Web scraping with GPT-4o: powerful but expensive
Why LLM-based scraping is trending
- Many sites expose data only via rendered HTML (often server-side) rather than stable APIs, so scraping is the only way to access it.
- Traditional scrapers are brittle: small DOM changes break XPaths/CSS selectors; building and maintaining them is tedious.
- LLMs can treat scraping as “summarize this page into structured data,” making them more robust to layout/class changes and viable for many one-off or low-precision tasks.
- Personal use cases abound: consolidating school or subscription communications, archiving articles, tracking receipts and purchases, hobby analytics during the pandemic, etc.
- Some see this as part of a broader shift from “chat about static data” to “automate the web.”
Techniques & preprocessing
- Approaches range from classic Playwright/Puppeteer + CSS selectors/regex to screenshot + OCR/vision models for heavily obfuscated or canvas-based UIs.
- Several commenters advocate HTML “reduction”: strip scripts, styles, and attributes; keep visible text and minimal structure; or convert DOM to Markdown or simplified HTML.
- Tools like readability-style extractors, semantic-markdown converters, and text-focused libraries can dramatically cut token counts while preserving semantics.
- Some prefer LLMs only to generate scraper code (XPaths, CSS, BeautifulSoup, etc.), then run that code repeatedly until it breaks.
Model choice, cost, and infrastructure
- GPT-4o is widely viewed as very capable but expensive at scale; mini variants and other “cheap” frontier models work better when combined with good preprocessing.
- Several argue small open-source models (e.g., Llama variants) are already strong enough for extraction, especially when run on serverless GPUs or local inference engines.
- OpenAI’s batch API can halve costs for non-real-time workloads but introduces latency and possible dropped requests.
- Some note that proxy/bandwidth costs for large-scale scraping may exceed LLM fees.

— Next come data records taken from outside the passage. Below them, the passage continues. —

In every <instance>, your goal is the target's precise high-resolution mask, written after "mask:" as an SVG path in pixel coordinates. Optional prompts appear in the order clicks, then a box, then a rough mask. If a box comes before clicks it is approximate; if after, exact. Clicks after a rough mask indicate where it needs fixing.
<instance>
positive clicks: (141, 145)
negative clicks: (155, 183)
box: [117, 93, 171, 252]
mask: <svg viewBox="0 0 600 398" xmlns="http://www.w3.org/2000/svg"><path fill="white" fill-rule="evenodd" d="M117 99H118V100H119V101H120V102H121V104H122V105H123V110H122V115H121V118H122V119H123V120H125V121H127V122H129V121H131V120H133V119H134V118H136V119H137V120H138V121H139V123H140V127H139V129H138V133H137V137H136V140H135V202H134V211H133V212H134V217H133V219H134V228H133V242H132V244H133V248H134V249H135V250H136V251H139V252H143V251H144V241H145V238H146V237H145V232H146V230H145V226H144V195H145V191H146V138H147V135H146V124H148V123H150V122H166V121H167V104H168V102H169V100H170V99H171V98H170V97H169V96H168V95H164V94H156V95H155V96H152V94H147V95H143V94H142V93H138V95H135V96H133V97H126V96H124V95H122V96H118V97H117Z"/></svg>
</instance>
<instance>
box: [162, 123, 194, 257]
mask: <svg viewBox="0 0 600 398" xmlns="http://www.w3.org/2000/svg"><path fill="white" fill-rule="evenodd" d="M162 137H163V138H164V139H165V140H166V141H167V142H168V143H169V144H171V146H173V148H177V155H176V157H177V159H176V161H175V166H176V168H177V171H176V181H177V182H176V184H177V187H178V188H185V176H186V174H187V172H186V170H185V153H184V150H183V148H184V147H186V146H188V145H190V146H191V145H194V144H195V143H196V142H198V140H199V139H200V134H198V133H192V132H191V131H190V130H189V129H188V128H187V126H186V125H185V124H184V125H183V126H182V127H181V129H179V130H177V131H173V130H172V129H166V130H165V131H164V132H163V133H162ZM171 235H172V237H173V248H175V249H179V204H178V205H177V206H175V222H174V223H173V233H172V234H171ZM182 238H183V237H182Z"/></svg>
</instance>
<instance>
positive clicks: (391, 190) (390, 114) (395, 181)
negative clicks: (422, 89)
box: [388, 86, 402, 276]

Reliability, scale, and limits
- Hallucinations remain an issue (e.g., mislabeling cities vs. countries, merging repeated table rows). Two-stage pipelines and LLM-as-judge validation are suggested.
- Anti-bot systems (Cloudflare, similar) and paywalls are major practical obstacles; allowlisted partnerships are one workaround.
- For many structured pages (lists, simple tables), heuristic or DOM-based extractors are cheaper, faster, and more reliable than LLMs.
Ethics, use cases, and skepticism
- There is disagreement over scraping sites like Instagram: some dismiss ToS; others emphasize user respect and consent.
- Some participants see LLM-based scraping as genuinely new leverage; others view it as overkill for an already-solved problem and question its energy and maintenance costs.